J'évoquerai maintenant les risques psychosociaux dans les entreprises. Malgré les nombreuses études sur le sujet, ces troubles représentent toujours une difficulté et sont souvent imputés à la vie privée. Sans intervenir dans le champ personnel, il faut prévenir les risques psychosociaux liés au travail, associer les travailleurs au dialogue professionnel qui doit s'étendre aux aléas de production, aux contraintes et aux ressources disponibles, à la différence entre le travail prescrit et le travail réel. L'autonomie du salarié et la qualité de vie au travail sont essentielles. Or il est aujourd'hui très difficile de poser un diagnostic partagé, qui serait le bon levier pour résoudre ces questions.

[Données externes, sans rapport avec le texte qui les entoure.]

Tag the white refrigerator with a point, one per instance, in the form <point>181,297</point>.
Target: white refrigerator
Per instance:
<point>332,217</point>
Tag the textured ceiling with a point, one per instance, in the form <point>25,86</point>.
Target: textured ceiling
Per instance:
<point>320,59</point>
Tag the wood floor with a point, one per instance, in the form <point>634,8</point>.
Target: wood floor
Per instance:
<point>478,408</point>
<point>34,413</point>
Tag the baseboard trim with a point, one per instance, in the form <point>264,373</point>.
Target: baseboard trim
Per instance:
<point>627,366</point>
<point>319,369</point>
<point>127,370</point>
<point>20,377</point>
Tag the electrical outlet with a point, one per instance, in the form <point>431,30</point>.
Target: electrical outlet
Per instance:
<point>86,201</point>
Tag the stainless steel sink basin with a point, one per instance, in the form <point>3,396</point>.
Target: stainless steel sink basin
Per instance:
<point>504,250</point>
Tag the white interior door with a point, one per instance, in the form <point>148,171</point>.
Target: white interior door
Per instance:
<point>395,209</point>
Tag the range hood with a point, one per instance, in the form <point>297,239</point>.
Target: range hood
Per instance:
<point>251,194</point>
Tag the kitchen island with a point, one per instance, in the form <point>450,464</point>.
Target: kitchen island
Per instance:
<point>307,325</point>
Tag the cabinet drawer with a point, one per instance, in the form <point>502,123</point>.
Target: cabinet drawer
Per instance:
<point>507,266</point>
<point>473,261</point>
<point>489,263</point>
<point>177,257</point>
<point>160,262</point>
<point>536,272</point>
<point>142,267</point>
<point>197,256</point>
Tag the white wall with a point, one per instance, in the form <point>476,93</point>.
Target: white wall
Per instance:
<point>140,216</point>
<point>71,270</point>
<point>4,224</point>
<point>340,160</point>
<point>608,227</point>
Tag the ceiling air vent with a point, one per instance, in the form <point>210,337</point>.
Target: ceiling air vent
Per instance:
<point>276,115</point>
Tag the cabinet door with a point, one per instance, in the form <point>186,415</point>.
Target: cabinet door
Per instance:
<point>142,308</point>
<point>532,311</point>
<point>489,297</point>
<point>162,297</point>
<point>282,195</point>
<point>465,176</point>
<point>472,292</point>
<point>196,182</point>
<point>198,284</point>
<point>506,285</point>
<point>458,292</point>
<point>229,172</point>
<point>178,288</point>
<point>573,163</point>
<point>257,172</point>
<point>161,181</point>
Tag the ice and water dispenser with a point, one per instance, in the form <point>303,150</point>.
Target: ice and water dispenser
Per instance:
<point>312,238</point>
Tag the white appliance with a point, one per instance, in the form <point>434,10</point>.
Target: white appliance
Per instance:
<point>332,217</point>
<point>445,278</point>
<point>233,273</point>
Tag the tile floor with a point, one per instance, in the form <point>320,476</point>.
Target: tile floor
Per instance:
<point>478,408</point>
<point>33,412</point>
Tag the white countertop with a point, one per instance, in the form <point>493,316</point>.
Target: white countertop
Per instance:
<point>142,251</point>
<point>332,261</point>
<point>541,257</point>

Les risques psychosociaux donnent lieu depuis 2002 à une obligation des entreprises. Or nombre d'entre elles ne sont pas dotées du document unique d'évaluation des risques. Et quand celui-ci existe, il n'a pas été mis à jour depuis longtemps ou est considéré comme un document administratif sans lien avec la vie dans l'entreprise. Le respect de cette obligation est pourtant indispensable en vue de la traçabilité des risques et pour progresser en matière de prévention. Pour ce faire, l'accompagnement des entreprises est nécessaire, comme indiqué dans l'ANI du 9 décembre 2020.

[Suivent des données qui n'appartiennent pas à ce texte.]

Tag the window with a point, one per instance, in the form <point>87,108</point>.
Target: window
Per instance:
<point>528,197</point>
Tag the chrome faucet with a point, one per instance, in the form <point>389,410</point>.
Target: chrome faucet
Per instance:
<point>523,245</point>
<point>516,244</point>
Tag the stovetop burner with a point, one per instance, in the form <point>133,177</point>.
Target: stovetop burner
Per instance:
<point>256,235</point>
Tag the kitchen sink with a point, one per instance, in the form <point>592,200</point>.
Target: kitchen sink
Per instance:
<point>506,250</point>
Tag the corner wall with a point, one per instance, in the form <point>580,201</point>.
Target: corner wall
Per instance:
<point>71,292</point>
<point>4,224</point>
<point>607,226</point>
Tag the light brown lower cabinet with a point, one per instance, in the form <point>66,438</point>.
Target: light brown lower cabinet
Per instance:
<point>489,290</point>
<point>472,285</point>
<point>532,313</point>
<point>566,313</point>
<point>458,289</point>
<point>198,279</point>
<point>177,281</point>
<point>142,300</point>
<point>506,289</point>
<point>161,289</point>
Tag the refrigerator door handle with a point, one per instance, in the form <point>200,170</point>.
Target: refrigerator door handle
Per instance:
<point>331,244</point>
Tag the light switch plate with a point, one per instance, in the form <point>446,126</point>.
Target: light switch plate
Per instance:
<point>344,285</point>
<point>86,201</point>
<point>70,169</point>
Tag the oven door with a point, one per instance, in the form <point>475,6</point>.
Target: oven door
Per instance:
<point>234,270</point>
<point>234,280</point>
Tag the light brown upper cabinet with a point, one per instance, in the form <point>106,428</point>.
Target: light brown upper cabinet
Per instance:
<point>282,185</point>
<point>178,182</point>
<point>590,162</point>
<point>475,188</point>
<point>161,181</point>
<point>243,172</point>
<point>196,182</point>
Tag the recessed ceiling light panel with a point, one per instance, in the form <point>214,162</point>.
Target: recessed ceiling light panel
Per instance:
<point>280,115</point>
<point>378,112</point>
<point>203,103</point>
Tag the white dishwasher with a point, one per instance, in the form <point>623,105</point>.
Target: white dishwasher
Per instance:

Pour conclure, j'apporterai quelques précisions sur l'évolution des modalités de travail en raison de la crise sanitaire. L'équilibre entre vie personnelle et vie professionnelle a été remis en cause, et le caractère essentiel de certains métiers, jusqu'alors peu reconnus, a été mis en exergue, à l'heure où les indicateurs de référence semblent de moins en moins pertinents. Depuis les années 1970, on assiste à l'effacement du travail, phénomène qui s'est longtemps limité à des problématiques d'attractivité des métiers, des attentes très fortes des salariés concernant leurs conditions de travail et l'aspiration des jeunes générations à privilégier le contenu de leur travail et la possibilité de réalisation qu'il offre.